In deze civiele procedure bij de Rechtbank Rotterdam, zaaknummer 11313225 CV EXPL 24-23722, hebben eisers en gedaagden een vrijwaringsincident aanhangig gemaakt. De procedure is gestart met een dagvaarding op 10 september 2024, gevolgd door verschillende processtukken, waaronder antwoorden en aanvullende stukken. De kantonrechter heeft in het incident geoordeeld dat gedaagden toestemming krijgen om een derde partij in vrijwaring op te roepen, zoals geregeld in artikel 210 van het Wetboek van Burgerlijke Rechtsvordering (Rv). Eisers hebben geen bezwaar gemaakt tegen dit verzoek, wat de kantonrechter heeft meegenomen in zijn beslissing.

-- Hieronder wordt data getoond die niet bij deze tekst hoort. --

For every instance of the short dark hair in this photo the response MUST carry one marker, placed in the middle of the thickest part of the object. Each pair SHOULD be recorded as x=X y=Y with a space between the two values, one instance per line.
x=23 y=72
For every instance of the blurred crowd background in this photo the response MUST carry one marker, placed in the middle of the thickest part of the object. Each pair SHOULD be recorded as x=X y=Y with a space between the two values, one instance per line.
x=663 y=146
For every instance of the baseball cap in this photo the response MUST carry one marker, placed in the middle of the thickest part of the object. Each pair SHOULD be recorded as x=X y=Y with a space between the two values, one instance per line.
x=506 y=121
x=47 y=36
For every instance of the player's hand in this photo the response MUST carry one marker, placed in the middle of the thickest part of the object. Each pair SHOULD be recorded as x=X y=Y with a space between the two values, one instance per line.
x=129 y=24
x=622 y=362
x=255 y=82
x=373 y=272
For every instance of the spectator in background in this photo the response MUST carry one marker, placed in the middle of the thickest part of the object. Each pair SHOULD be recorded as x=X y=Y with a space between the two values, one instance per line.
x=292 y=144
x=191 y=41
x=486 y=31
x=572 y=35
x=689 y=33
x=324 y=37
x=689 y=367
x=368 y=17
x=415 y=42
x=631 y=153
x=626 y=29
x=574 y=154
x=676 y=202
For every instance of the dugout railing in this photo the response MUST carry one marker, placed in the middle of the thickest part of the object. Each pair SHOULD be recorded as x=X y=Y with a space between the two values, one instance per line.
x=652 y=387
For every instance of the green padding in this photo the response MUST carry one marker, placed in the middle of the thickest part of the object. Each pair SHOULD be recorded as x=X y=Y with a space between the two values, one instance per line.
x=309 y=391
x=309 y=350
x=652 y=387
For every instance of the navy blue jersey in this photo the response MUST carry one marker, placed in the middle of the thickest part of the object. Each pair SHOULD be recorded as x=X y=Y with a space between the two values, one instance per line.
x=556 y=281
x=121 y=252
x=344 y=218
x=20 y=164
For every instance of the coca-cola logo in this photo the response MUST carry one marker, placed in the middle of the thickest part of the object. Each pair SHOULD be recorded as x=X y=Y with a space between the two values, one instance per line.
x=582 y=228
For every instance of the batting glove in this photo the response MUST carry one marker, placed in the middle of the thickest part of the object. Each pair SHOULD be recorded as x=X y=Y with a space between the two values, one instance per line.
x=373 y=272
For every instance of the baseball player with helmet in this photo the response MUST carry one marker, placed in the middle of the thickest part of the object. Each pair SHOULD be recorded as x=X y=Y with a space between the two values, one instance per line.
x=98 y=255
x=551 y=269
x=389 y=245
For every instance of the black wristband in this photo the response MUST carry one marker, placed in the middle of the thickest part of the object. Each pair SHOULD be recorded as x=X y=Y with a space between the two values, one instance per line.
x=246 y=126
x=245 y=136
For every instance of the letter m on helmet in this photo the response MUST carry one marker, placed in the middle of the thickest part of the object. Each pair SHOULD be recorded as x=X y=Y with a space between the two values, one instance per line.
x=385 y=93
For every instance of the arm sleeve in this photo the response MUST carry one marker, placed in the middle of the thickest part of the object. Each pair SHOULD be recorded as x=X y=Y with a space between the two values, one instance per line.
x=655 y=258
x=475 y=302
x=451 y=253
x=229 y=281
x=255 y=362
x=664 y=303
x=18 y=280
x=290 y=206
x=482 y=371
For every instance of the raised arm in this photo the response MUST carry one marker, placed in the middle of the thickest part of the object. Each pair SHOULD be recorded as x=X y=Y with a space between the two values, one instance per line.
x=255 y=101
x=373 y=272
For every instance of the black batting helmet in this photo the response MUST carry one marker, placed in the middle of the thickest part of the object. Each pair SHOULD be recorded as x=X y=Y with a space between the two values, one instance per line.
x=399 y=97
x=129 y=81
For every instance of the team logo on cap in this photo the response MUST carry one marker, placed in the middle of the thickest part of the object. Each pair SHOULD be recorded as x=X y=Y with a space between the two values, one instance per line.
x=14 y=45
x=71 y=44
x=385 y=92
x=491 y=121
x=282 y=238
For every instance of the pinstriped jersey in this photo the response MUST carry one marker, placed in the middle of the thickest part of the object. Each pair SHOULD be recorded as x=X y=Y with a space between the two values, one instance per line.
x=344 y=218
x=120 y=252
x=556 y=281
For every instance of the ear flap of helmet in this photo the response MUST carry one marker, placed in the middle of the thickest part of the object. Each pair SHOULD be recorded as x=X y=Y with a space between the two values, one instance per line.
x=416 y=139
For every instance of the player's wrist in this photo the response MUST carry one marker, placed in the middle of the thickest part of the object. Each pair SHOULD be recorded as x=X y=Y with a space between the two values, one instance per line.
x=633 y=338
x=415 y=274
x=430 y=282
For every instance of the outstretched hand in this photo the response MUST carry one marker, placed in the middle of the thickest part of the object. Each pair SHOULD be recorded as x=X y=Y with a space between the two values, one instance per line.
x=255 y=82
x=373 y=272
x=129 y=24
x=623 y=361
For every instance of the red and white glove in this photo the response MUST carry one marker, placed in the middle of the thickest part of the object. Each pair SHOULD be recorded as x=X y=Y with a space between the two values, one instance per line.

De kantonrechter heeft tevens bepaald dat de partijen hun eigen proceskosten moeten dragen, wat betekent dat er geen vergoeding voor de kosten van de andere partij in het incident hoeft te worden betaald. De hoofdzaak is aangehouden tot 19 december 2024, zodat gedaagden de gelegenheid hebben om de derde partij in vrijwaring op te roepen. De kantonrechter zal na deze datum een zitting plannen waarin zowel de hoofdzaak als de vrijwaringszaak besproken zullen worden.
De beslissing van de kantonrechter is openbaar uitgesproken op 22 november 2024, waarbij de kantonrechter de zaak aanhoudt en verdere beslissingen voor later heeft gereserveerd.